Josef Hummel entfaltet einen riesigen Plan: Der mit vielen Zeichnungen verzierte Bauantrag für den Maibaum, unter dem wir sitzen – ein Dokument aus dem Jahr 1977. Hummel, der im Augsburger Stadtrat sitzt, ist einer dieser HardcoreHaunstetter, ein Archivar, ein Sammler, ein Ortsbeschwörer, lange Jahre Vorsitzender der Arbeitsgemeinschaft der Haunstetter Vereine.

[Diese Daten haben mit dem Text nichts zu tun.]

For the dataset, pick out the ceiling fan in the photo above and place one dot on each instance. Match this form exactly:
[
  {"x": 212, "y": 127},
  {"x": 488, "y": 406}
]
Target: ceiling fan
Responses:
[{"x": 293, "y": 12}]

Hummel pflanzt ein Eisenteil auf den Schreibtisch und ruft den Leuten zu: „Wer weiß, was das ist?“Rätseln am Schreibtisch. Ein Schwert? Hummel genießt ein wenig die Ratlosigkeit, dann klärt er auf. „Das ist die Funkantenne von einer Me 210!“. Kampfflugzeug. Gebaut ab 1941 in Haunstetten in den Messerschmittwerken. „Im Werk 3, in der Traditionshalle!“, sagt Hummel, der selbst ein Messerschmittler ist, 40 Jahre im Unternehmen gearbeitet hat. In seinem Garten leuchtet die alte Eingangslaterne von der fliegertechnischen Hochschule, die es in Haunstetten einmal gab.
Früher! Schwarz-Weiß-Fotografien, Berge alter Zeitungsausschnitte, ein knallbunter Faschingsorden der Haunnarria, die es nicht mehr gibt, irgendeine Fahnenweihe von 1955 mit viel Stahlhelmen auf jungen Köpfen im Hof der Eichendorff-Schule… Haunstetten als Erinnerungsort ist allgegenwärtig. Dann aber kommt Corinna Tomek, langes Haar und eher rheinisch gewar prägt als am Lochbach, und spricht nicht von Nostalgie, sondern von der Zukunft Haunstettens.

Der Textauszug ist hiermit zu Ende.